Le 16 janvier 2020, M. [X] a saisi le conseil de prud'hommes de Versailles aux fins de requalification de son licenciement pour faute grave en licenciement sans cause réelle et sérieuse et en paiement de diverses sommes de nature salariale et de nature indemnitaire.
Par jugement du 6 juillet 2022, le conseil de prud'hommes de Versailles (section encadrement) a :
. dit et jugé le licenciement de M. [X] pour faute grave justifié
. débouté M. [X] de l'ensemble de ses demandes
. débouté la société Thalès global services en sa demande reconventionnelle de l'article 700 du code de procédure civile
. rejeté les demandes plus amples ou contraires des parties
. laissé les dépens éventuels exposés par elles à la charge des parties.
Par déclaration adressée au greffe le 19 juillet 2022, M. [X] a interjeté appel de ce jugement.
Une ordonnance de clôture a été prononcée le 23 avril 2024.
PRÉTENTIONS ET MOYENS DES PARTIES
Vu les dernières conclusions transmises par voie électronique le 25 janvier 2023, auxquelles il est renvoyé pour plus ample exposé des moyens et prétentions conformément à l'article 455 du code de procédure civile et aux termes desquelles M. [X] demande à la cour de :
. infirmer le jugement entrepris en ce qu'il dit le licenciement pour faute grave de M. [X] fondé et le déboute de l'intégralité de ses demandes à savoir :
. juger son licenciement pour faute grave dépourvu de cause réelle et sérieuse ;
En conséquence
. condamner la société Thalès global services à verser à M. [X] les sommes suivantes :
. indemnité compensatrice de préavis :13 889,07 euros ;
. congés payés afférents : 1 388,90 euros ;
. indemnité légale de licenciement : 8 101,95 euros ;
. indemnité pour licenciement sans cause réelle et sérieuse : 37 000 euros ;
. dommages et intérêts pour licenciement vexatoire :10 000 euros.
. condamner la société Thalès global services à remettre à M. [X] ses documents sociaux de fin de contrat et bulletins de paie conformes à la décision à intervenir sous astreinte de 100 euros par jour de retard et par document, le Conseil se réservant le droit de liquider l'astreinte,
. condamner la société Thalès global services à régler M. [X] la somme de 2 500 euros au titre de l'article 700 du CPC.

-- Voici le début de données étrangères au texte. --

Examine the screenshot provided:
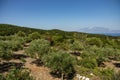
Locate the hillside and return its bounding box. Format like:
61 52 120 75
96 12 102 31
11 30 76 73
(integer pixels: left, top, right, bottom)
0 24 120 80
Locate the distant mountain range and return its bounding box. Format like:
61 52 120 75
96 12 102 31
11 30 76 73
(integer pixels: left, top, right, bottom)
78 27 120 36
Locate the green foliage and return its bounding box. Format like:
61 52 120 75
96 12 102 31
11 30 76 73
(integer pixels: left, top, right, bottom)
43 51 75 79
70 41 84 50
0 41 12 59
86 37 103 47
17 31 26 37
28 32 40 40
0 69 34 80
78 58 98 69
26 39 50 59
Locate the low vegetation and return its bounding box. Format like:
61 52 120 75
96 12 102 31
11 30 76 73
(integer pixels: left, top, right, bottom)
0 24 120 80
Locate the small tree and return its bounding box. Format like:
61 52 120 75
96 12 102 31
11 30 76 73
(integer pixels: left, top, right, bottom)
17 31 26 37
70 41 84 50
28 32 40 40
26 39 50 59
43 51 75 80
86 37 103 47
0 69 34 80
0 41 12 59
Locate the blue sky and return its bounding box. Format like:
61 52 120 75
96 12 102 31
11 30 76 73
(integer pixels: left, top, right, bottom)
0 0 120 31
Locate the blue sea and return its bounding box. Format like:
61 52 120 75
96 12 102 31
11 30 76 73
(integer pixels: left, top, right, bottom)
103 33 120 36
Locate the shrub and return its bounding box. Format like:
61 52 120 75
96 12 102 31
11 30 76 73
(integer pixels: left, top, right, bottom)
17 31 26 37
70 41 84 50
43 51 75 79
0 41 12 59
78 58 97 69
28 32 40 40
25 39 50 59
0 69 34 80
86 37 103 47
9 40 23 51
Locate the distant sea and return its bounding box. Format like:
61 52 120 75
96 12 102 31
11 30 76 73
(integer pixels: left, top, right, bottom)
101 33 120 36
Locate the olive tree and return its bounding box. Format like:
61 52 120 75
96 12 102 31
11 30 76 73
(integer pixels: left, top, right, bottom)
43 51 75 80
25 39 50 59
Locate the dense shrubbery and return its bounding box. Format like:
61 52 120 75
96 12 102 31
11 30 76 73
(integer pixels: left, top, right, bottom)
0 69 34 80
26 39 50 59
86 37 103 47
17 31 26 37
28 32 40 40
43 51 75 78
70 41 84 50
0 24 120 80
0 41 12 59
78 58 98 69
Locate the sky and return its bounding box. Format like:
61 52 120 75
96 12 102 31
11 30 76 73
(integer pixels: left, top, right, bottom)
0 0 120 31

. condamner la société Thalès global services aux entiers dépens,
. ordonner l'exécution provisoire de la décision à intervenir en vertu de l'article 515 du code de procédure civile.
. dire que les condamnations produiront intérêts au taux légal à compter de la date de la saisine du Conseil,
. ordonner la capitalisation des intérêts en vertu de l'article 1154 du Code de Procédure Civile,
Et statuant à nouveau :
. juger le licenciement pour faute grave dépourvu de cause réelle et sérieuse ;
En conséquence
. condamner la société Thalès global services à verser à M. [X] les sommes suivantes :
. indemnité compensatrice de préavis : 13 889,07 euros ;
. congés payés afférents : 1 388,90 euros ;
. indemnité légale de licenciement : 8 101,95 euros ;
. indemnité pour licenciement sans cause réelle et sérieuse : 37 000 euros
. dommages et intérêts pour licenciement vexatoire : 20 000 euros.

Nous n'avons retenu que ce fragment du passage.